À son avis, une part de cette majorité silencieuse qui a voté pour M. Trump a vu une diminution de son niveau de vie en raison des nombreuses guerres coûteuses pour le pays, l'immigration «illégale», mais aussi des accords de libre-échange qui ont été néfastes pour les États-Unis.

On a, de plus en plus dans certains pays, un spectre avec d'un côté l'élitisme et de l'autre côté le populisme extrême.Stephen Harper, ex-premier ministre du Canada

«Il est possible que Donald Trump échoue (à améliorer la situation), précise M. Harper. Mais le phénomène qui a créé Donald Trump va rester avec nous jusqu'à ce que la classe politique s'adresse à ces préoccupations.»

Même s'il dit de façon «diplomatique» que M. Trump est «culturellement non Canadien», M. Harper estime qu'on peut bien s'opposer au président américain. «Mais on peut reconnaître qu'il parle à un grand pourcentage de la population et ses inquiétudes.»

Le Canada est selon lui une «exception», puisque le pays n'a pas cédé au populisme à l'instar de plusieurs pays occidentaux. Ce n'est pas une raison pour autant de se fermer les yeux sur des préoccupations bien réelles des citoyens, avertit M. Harper.

«Je pense que pour les conservateurs, c'est essentiel d'écouter la population, d'adapter nos politiques pour répondre à ces besoins et pour éviter des options plus extrêmes, franchement», dit-il.

Éviter la situation des «gilets jaunes»

«Je parle dans mon livre du fait que le spectre en politique est en train de changer de façon fondamentale dans plusieurs pays.

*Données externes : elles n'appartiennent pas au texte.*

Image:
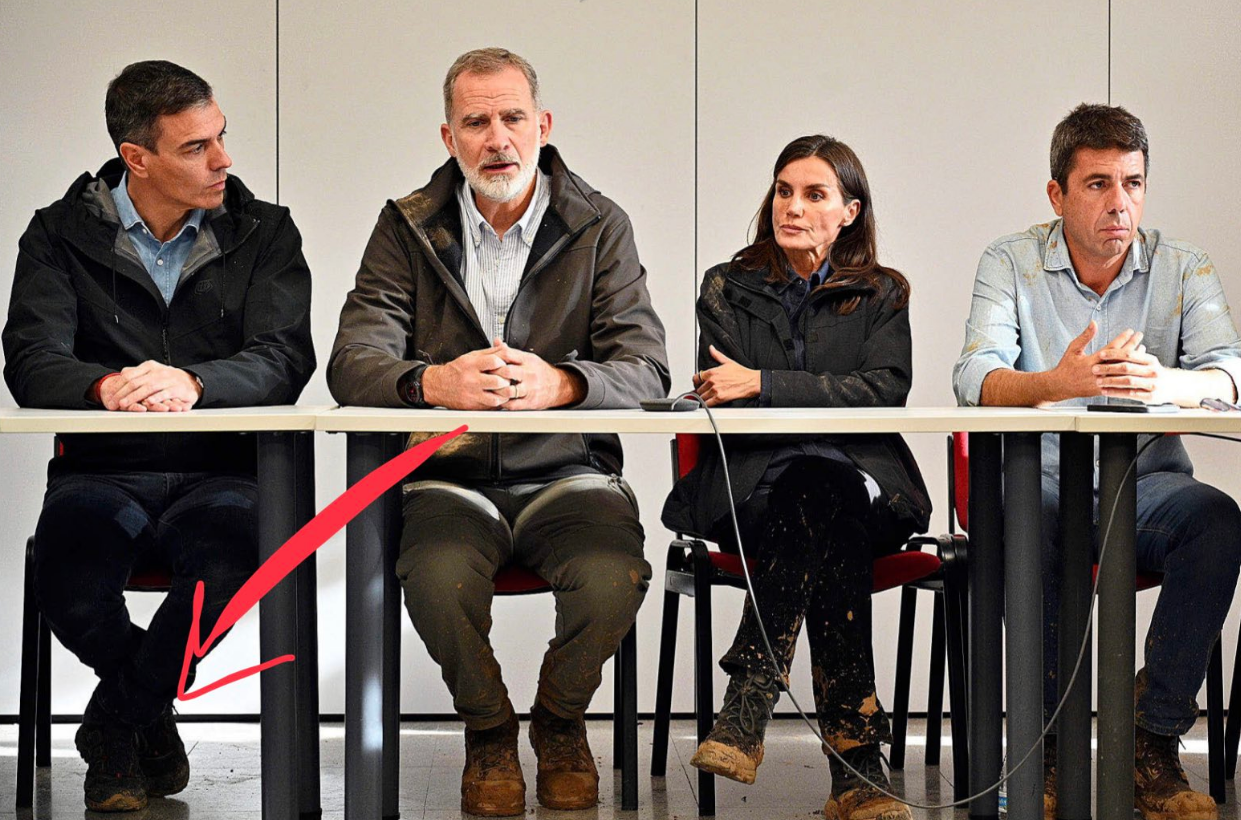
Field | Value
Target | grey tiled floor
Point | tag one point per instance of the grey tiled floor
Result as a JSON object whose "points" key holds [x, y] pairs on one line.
{"points": [[225, 783]]}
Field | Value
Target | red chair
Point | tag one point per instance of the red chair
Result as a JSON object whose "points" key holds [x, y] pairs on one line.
{"points": [[1220, 753], [693, 570]]}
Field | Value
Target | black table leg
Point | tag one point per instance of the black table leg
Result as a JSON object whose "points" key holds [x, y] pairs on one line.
{"points": [[985, 568], [1023, 603], [1117, 589], [1074, 725], [392, 619], [278, 628], [308, 639], [365, 612]]}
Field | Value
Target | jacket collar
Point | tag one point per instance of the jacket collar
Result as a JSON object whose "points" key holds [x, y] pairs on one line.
{"points": [[96, 220]]}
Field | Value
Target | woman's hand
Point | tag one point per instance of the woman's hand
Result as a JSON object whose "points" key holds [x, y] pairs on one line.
{"points": [[727, 382]]}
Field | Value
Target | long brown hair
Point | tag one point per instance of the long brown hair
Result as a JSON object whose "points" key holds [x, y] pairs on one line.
{"points": [[854, 256]]}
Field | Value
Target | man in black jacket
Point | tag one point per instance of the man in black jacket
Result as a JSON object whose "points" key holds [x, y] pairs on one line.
{"points": [[158, 285]]}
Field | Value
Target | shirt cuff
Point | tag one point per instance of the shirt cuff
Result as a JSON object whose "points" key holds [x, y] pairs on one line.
{"points": [[971, 377]]}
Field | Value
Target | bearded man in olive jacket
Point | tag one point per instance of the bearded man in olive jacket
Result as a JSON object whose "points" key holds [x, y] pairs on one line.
{"points": [[509, 283]]}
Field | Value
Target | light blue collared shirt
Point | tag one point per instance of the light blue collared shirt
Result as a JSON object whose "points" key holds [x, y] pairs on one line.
{"points": [[163, 261], [492, 268], [1029, 304]]}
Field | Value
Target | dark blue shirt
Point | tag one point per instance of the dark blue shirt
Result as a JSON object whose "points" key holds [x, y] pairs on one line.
{"points": [[794, 295]]}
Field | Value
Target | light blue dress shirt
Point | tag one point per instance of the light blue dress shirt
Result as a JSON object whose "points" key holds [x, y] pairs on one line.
{"points": [[492, 268], [163, 261], [1029, 304]]}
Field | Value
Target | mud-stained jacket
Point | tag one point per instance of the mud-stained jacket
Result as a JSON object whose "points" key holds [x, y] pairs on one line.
{"points": [[83, 307], [582, 304], [861, 359]]}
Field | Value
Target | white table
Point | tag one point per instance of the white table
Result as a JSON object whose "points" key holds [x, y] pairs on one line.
{"points": [[372, 597], [286, 484]]}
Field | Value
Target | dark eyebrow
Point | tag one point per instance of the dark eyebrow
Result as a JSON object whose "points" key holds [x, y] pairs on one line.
{"points": [[781, 180]]}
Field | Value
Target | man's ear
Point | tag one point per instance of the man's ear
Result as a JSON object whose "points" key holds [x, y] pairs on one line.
{"points": [[134, 158], [447, 135], [1056, 196], [544, 127]]}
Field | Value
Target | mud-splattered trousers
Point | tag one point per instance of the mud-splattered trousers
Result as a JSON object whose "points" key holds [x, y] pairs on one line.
{"points": [[94, 529], [1191, 534], [815, 532], [580, 534]]}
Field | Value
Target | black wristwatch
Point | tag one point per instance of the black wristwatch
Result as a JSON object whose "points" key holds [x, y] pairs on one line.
{"points": [[411, 387]]}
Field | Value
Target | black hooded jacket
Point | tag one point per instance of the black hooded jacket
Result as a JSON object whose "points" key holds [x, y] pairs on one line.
{"points": [[83, 307]]}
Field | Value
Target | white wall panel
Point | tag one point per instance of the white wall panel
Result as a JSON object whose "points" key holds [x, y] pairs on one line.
{"points": [[951, 109]]}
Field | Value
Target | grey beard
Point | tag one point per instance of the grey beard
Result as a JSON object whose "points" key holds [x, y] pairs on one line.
{"points": [[501, 190]]}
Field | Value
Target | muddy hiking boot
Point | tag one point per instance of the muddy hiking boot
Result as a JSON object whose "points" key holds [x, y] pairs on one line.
{"points": [[567, 777], [1160, 790], [492, 783], [161, 756], [114, 779], [735, 746], [855, 799]]}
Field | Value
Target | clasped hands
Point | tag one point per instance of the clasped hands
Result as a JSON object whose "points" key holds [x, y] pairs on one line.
{"points": [[727, 382], [149, 386], [500, 377], [1122, 369]]}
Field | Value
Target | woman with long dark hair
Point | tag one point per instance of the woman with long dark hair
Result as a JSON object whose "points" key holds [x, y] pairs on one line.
{"points": [[806, 316]]}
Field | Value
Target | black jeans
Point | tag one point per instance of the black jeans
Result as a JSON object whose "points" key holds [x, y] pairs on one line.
{"points": [[94, 529], [815, 532], [1189, 531]]}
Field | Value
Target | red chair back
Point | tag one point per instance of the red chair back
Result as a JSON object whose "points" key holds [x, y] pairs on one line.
{"points": [[961, 478], [685, 452], [519, 581]]}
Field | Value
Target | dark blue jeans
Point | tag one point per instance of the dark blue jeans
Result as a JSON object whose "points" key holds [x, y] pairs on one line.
{"points": [[1191, 532], [94, 529]]}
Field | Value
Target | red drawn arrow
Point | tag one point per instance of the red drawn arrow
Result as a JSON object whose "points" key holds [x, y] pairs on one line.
{"points": [[292, 552]]}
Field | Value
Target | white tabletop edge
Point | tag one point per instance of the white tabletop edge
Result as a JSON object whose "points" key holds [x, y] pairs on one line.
{"points": [[237, 419]]}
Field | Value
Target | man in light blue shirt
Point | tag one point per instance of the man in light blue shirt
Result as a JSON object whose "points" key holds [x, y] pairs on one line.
{"points": [[1044, 303], [163, 261]]}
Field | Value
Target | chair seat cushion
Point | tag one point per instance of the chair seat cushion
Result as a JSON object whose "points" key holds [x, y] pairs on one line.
{"points": [[901, 568], [890, 571], [515, 581]]}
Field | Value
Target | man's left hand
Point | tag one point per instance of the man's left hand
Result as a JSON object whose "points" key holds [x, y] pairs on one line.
{"points": [[156, 387], [534, 383], [1137, 375]]}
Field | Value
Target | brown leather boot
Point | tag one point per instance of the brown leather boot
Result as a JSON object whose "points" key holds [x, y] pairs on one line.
{"points": [[1160, 789], [854, 798], [492, 783], [567, 775], [735, 746]]}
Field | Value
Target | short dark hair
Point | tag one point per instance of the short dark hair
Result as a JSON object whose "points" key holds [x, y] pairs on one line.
{"points": [[1097, 127], [145, 91]]}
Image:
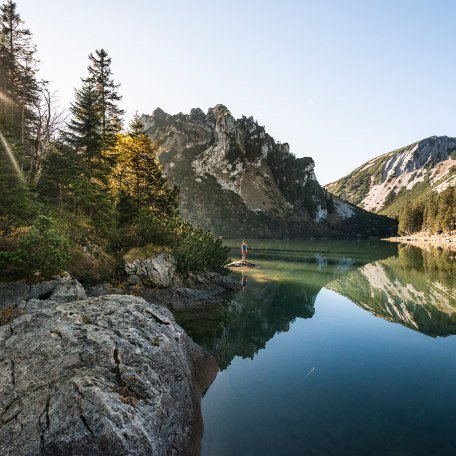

Au lieu d'un spectre politique de la gauche et de la droite, on a, de plus en plus dans certains pays, un spectre avec d'un côté l'élitisme et de l'autre côté le populisme extrême», explique M. Harper.

L'exemple le plus éloquent, ces derniers jours, est sans aucun doute celui des «gilets jaunes» en France – ces citoyens «ordinaires» qui protestent contre la hausse du prix de l'essence imposée par le gouvernement d'Emmanuel Macron.

Dans ce sens, M. Macron est une «élite libérale» et propose une taxe sur le carbone «massive», analyse l'ancien premier ministre canadien.

«Comme chef responsable, il est nécessaire de reconnaître les priorités environnementales, mais on doit faire ces choses de façon à ne pas causer des dommages à la population ordinaire», fait valoir M. Harper.

«On doit écouter la population. C'est la chose la plus importante.»

Parmi ces «élites», M. Harper inclut aussi les médias. Il estime que ce n'est «pas une coïncidence» si le populisme connaît une croissance, alors que les médias traditionnels sont en crise. Il surnomme ce phénomène la «révolte des téléspectateurs».

«On a maintenant des médias sociaux, des médias non traditionnels, et c'est beaucoup plus facile pour la population d'organiser ses idées politiques et d'ignorer les médias traditionnels», estime-t-il.

Ode au nationalisme

Parmi ses plus beaux souvenirs comme premier ministre, M. Harper note les Jeux olympiques d'hiver de Vancouver en 2010. Avec la récolte de 15 médailles d'or – un record –, il se souvient d'un beau moment de «nationalisme canadien».

Il se désole de voir que «l'élite moderne» est frileux face au nationalisme.

«Je pense qu'un bon nationalisme fait partie d'une société normale, dit-il. C'est normal pour des Canadiens d'être des nationalistes canadiens. C'est normal pour des Québécois d'être des nationalistes québécois.

«Évidemment, le nationalisme extrême est dangereux, mais n'importe quelle philosophie extrême est dangereuse. On veut éviter l'extrême, mais c'est normal pour des gens d'être fiers de leur société.»

Malgré ces «turbulences politiques», M. Harper se dit «fondamentalement optimiste» face à l'avenir.

«Nous sommes une société capitaliste et démocratique, et de telles sociétés démontrent depuis longtemps la capacité de gérer le changement et de s'adapter. Malgré les défis qui sont très sérieux, je sais que nos sociétés ont les meilleures possibilités de gérer ces difficultés à l'avenir», avance-t-il.

«C'est la nature de nos sociétés d'accepter les défis, de faire les débats, d'avoir de temps en temps des débats presque violents, mais époque après époque, la démocratie fonctionne mieux que d'autres systèmes.»